HÖH-DPS 2014 seçimlerinde yaptığı saldırıların şirketine şimdiye kadar ulaşamamıştı. Bulgaristan Türklerine, Müslümanlara, Camilerimize, din okullarımıza, İslam dinine ve kiöliğimize karşı şimdiki saldırı çok güçlü oldu ve başarıyla göğüslenebildi diyebilirim.

Geçen yıllarda ”ATAKA” partisi Başkanı Volen Siderov da köpek gibi havlıyordu, fakat bu hadde varmamıştı. Şimdi yalnız, soydaşların yolunu kesmek için, analarını babalarını ihbar eden, kardeşlerini sürgün ettiren Sana ajanı ile Pavel ajanının “Kapitan Andreevo” – “Kapıkule” sınır çizgisine gidip yan yana, ellerine birer şişe alıp yan yana asfalta serilerek Türkiye’den gelen otobüslerin yolunu kesmeleri kaldı. Belki bu anların tamamen rezil olmaları için en son şanstır.

Toplum bu ajanlardan, hainlerden, çöplerden arınmadan hiç birimizin yüzü gülmez.

 

Halkımızı uyandıran maya tuttu.

 

Bir de L. Mestan çıkıp çıkıp “propaganda dilini yumuşatın!” diyor. Kardeşim işler söz safhasından çoktan çıktı. Ve bunu siz yaptınız.  Kopoylar, beslemeleriniz bir az daha para kopartalım diye, gece gündüz asfaltta yatmaya hazırlanıyor. Bu paraların da hesabı sorulacak ama bakalım kısmetse yakındır.

 

Bilirsiniz Sayın Mestan, “Yarına kalsa da, yanınıza kalan olmayacaktır!”

Bakıyorum bazı gerçekçi yayınlar, kızınızın halkın 5 milyon levasının üstüne oturup kapanan BTK bankasında aldığı maaşın fişini çıkarmışlar: 10 bin leva (on bin leva)

Sava Ahmet’in Şirin’i, boşadığı öteki metresler ve oğlu Erol ise yanancı enerji şirketlerinden ayda 12 000 leva (on iki bin leva) maaş alıyormuş.

Lütfen vazgeçin artık şu hep bana hep bana politikalarından. Halkımız açlıktan gevriyor.

 

Deyecek sanki başka bir şeyler yok. Lütfen beni benimle bırakınız!

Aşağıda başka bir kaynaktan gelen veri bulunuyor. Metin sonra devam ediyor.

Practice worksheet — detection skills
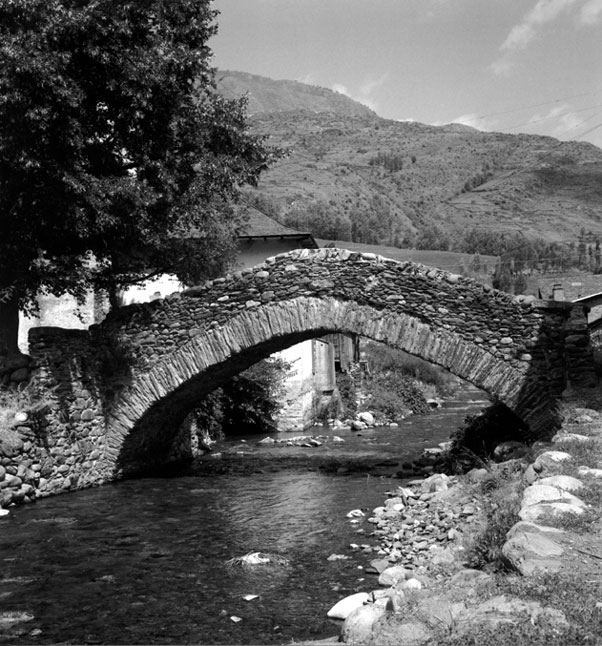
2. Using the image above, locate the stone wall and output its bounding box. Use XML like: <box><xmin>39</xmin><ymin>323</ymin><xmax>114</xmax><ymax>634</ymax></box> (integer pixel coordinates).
<box><xmin>0</xmin><ymin>249</ymin><xmax>593</xmax><ymax>506</ymax></box>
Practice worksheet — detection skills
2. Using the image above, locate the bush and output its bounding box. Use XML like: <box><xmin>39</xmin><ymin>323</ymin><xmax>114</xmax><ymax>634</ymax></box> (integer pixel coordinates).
<box><xmin>451</xmin><ymin>402</ymin><xmax>528</xmax><ymax>466</ymax></box>
<box><xmin>366</xmin><ymin>371</ymin><xmax>429</xmax><ymax>421</ymax></box>
<box><xmin>189</xmin><ymin>359</ymin><xmax>290</xmax><ymax>436</ymax></box>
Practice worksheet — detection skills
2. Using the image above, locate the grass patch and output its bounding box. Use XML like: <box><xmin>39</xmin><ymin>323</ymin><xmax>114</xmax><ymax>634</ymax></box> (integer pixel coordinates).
<box><xmin>466</xmin><ymin>473</ymin><xmax>523</xmax><ymax>572</ymax></box>
<box><xmin>554</xmin><ymin>438</ymin><xmax>602</xmax><ymax>475</ymax></box>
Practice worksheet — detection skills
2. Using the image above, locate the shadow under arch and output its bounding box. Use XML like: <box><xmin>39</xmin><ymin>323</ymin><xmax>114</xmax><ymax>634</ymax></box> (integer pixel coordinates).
<box><xmin>107</xmin><ymin>296</ymin><xmax>555</xmax><ymax>477</ymax></box>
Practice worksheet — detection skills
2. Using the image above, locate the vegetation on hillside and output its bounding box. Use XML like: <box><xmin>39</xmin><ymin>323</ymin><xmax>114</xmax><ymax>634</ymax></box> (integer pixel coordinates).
<box><xmin>220</xmin><ymin>72</ymin><xmax>602</xmax><ymax>269</ymax></box>
<box><xmin>238</xmin><ymin>111</ymin><xmax>602</xmax><ymax>257</ymax></box>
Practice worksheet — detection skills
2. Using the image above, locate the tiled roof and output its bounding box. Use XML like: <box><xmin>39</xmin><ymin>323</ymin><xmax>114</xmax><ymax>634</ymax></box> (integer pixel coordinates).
<box><xmin>537</xmin><ymin>274</ymin><xmax>602</xmax><ymax>301</ymax></box>
<box><xmin>238</xmin><ymin>206</ymin><xmax>318</xmax><ymax>248</ymax></box>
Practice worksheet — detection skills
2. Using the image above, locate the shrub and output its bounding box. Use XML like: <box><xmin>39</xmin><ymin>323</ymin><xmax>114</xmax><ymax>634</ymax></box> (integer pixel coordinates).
<box><xmin>451</xmin><ymin>402</ymin><xmax>528</xmax><ymax>458</ymax></box>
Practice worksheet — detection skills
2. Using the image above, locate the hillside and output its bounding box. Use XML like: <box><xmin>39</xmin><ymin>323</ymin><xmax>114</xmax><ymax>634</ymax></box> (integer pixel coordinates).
<box><xmin>217</xmin><ymin>70</ymin><xmax>376</xmax><ymax>117</ymax></box>
<box><xmin>220</xmin><ymin>72</ymin><xmax>602</xmax><ymax>251</ymax></box>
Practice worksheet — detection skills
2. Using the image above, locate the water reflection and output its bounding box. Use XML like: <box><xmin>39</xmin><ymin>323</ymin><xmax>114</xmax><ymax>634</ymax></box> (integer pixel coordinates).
<box><xmin>0</xmin><ymin>392</ymin><xmax>488</xmax><ymax>644</ymax></box>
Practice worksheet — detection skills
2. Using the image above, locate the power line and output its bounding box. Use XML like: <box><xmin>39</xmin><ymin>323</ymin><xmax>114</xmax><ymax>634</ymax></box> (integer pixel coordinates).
<box><xmin>468</xmin><ymin>90</ymin><xmax>600</xmax><ymax>119</ymax></box>
<box><xmin>503</xmin><ymin>104</ymin><xmax>602</xmax><ymax>132</ymax></box>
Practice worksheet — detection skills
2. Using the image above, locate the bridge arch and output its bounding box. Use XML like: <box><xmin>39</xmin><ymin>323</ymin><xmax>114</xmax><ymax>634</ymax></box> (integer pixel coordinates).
<box><xmin>30</xmin><ymin>249</ymin><xmax>587</xmax><ymax>478</ymax></box>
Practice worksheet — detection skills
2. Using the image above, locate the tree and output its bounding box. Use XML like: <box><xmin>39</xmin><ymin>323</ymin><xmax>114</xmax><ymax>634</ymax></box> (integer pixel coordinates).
<box><xmin>0</xmin><ymin>0</ymin><xmax>279</xmax><ymax>355</ymax></box>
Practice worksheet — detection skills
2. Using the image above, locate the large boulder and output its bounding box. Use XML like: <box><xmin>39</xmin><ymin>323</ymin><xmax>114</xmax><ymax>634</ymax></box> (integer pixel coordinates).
<box><xmin>327</xmin><ymin>592</ymin><xmax>370</xmax><ymax>619</ymax></box>
<box><xmin>341</xmin><ymin>599</ymin><xmax>387</xmax><ymax>644</ymax></box>
<box><xmin>502</xmin><ymin>521</ymin><xmax>564</xmax><ymax>576</ymax></box>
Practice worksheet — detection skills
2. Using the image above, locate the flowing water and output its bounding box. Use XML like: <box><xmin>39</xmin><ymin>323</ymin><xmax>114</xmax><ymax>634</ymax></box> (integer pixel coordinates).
<box><xmin>0</xmin><ymin>391</ymin><xmax>485</xmax><ymax>645</ymax></box>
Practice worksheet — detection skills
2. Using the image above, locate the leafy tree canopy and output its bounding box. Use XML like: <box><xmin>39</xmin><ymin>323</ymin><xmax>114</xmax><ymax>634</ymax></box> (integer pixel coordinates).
<box><xmin>0</xmin><ymin>0</ymin><xmax>278</xmax><ymax>351</ymax></box>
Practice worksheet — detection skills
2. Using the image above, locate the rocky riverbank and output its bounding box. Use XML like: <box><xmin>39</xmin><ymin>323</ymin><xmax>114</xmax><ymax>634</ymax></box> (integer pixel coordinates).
<box><xmin>318</xmin><ymin>407</ymin><xmax>602</xmax><ymax>646</ymax></box>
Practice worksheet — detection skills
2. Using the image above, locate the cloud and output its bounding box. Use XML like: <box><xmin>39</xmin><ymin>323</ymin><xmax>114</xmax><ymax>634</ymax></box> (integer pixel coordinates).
<box><xmin>331</xmin><ymin>72</ymin><xmax>389</xmax><ymax>112</ymax></box>
<box><xmin>491</xmin><ymin>0</ymin><xmax>602</xmax><ymax>75</ymax></box>
<box><xmin>579</xmin><ymin>0</ymin><xmax>602</xmax><ymax>25</ymax></box>
<box><xmin>446</xmin><ymin>112</ymin><xmax>497</xmax><ymax>131</ymax></box>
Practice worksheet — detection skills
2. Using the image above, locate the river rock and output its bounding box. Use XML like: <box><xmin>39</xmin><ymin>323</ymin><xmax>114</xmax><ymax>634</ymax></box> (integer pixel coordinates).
<box><xmin>537</xmin><ymin>475</ymin><xmax>583</xmax><ymax>491</ymax></box>
<box><xmin>369</xmin><ymin>621</ymin><xmax>432</xmax><ymax>646</ymax></box>
<box><xmin>357</xmin><ymin>411</ymin><xmax>374</xmax><ymax>426</ymax></box>
<box><xmin>518</xmin><ymin>498</ymin><xmax>586</xmax><ymax>522</ymax></box>
<box><xmin>521</xmin><ymin>483</ymin><xmax>584</xmax><ymax>507</ymax></box>
<box><xmin>450</xmin><ymin>568</ymin><xmax>491</xmax><ymax>590</ymax></box>
<box><xmin>370</xmin><ymin>559</ymin><xmax>391</xmax><ymax>574</ymax></box>
<box><xmin>341</xmin><ymin>599</ymin><xmax>387</xmax><ymax>644</ymax></box>
<box><xmin>378</xmin><ymin>565</ymin><xmax>407</xmax><ymax>586</ymax></box>
<box><xmin>493</xmin><ymin>441</ymin><xmax>529</xmax><ymax>462</ymax></box>
<box><xmin>552</xmin><ymin>432</ymin><xmax>592</xmax><ymax>444</ymax></box>
<box><xmin>326</xmin><ymin>592</ymin><xmax>370</xmax><ymax>619</ymax></box>
<box><xmin>533</xmin><ymin>451</ymin><xmax>571</xmax><ymax>473</ymax></box>
<box><xmin>577</xmin><ymin>466</ymin><xmax>602</xmax><ymax>478</ymax></box>
<box><xmin>458</xmin><ymin>595</ymin><xmax>568</xmax><ymax>633</ymax></box>
<box><xmin>421</xmin><ymin>473</ymin><xmax>449</xmax><ymax>493</ymax></box>
<box><xmin>502</xmin><ymin>521</ymin><xmax>564</xmax><ymax>576</ymax></box>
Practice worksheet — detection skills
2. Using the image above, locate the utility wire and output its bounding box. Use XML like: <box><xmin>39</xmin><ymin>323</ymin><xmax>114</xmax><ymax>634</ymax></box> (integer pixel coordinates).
<box><xmin>475</xmin><ymin>90</ymin><xmax>601</xmax><ymax>119</ymax></box>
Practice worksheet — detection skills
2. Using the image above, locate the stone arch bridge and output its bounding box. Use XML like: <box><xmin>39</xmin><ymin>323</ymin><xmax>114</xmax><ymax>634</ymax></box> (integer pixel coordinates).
<box><xmin>30</xmin><ymin>249</ymin><xmax>593</xmax><ymax>492</ymax></box>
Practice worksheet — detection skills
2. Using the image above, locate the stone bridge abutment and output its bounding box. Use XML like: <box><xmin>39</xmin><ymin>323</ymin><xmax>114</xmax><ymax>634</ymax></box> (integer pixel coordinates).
<box><xmin>3</xmin><ymin>249</ymin><xmax>593</xmax><ymax>502</ymax></box>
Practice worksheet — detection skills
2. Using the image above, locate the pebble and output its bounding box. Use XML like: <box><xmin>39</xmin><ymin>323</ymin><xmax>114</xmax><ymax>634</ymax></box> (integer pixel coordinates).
<box><xmin>350</xmin><ymin>474</ymin><xmax>464</xmax><ymax>572</ymax></box>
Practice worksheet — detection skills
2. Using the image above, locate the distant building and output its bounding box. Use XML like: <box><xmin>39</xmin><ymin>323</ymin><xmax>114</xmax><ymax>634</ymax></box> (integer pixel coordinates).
<box><xmin>537</xmin><ymin>274</ymin><xmax>602</xmax><ymax>347</ymax></box>
<box><xmin>19</xmin><ymin>207</ymin><xmax>342</xmax><ymax>430</ymax></box>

İnsanın iradesi onun temel taşıdır.

Bütün Bulgaristan tutuştuğu an, bu ateş insanı yakmaz demenin bir anlamı yoktur.

Bu seçimlerde benim kibritim 9 nolu bültendir.

Bir yanından siz de tutuşturun lütfen. Şu rezaleti cehennem kazanında birlikte kaynatalım!

Bülten no. 9’la işi ateşleyelim. Kısır ruhlardan başka bir şey beklemememiz boşunadır.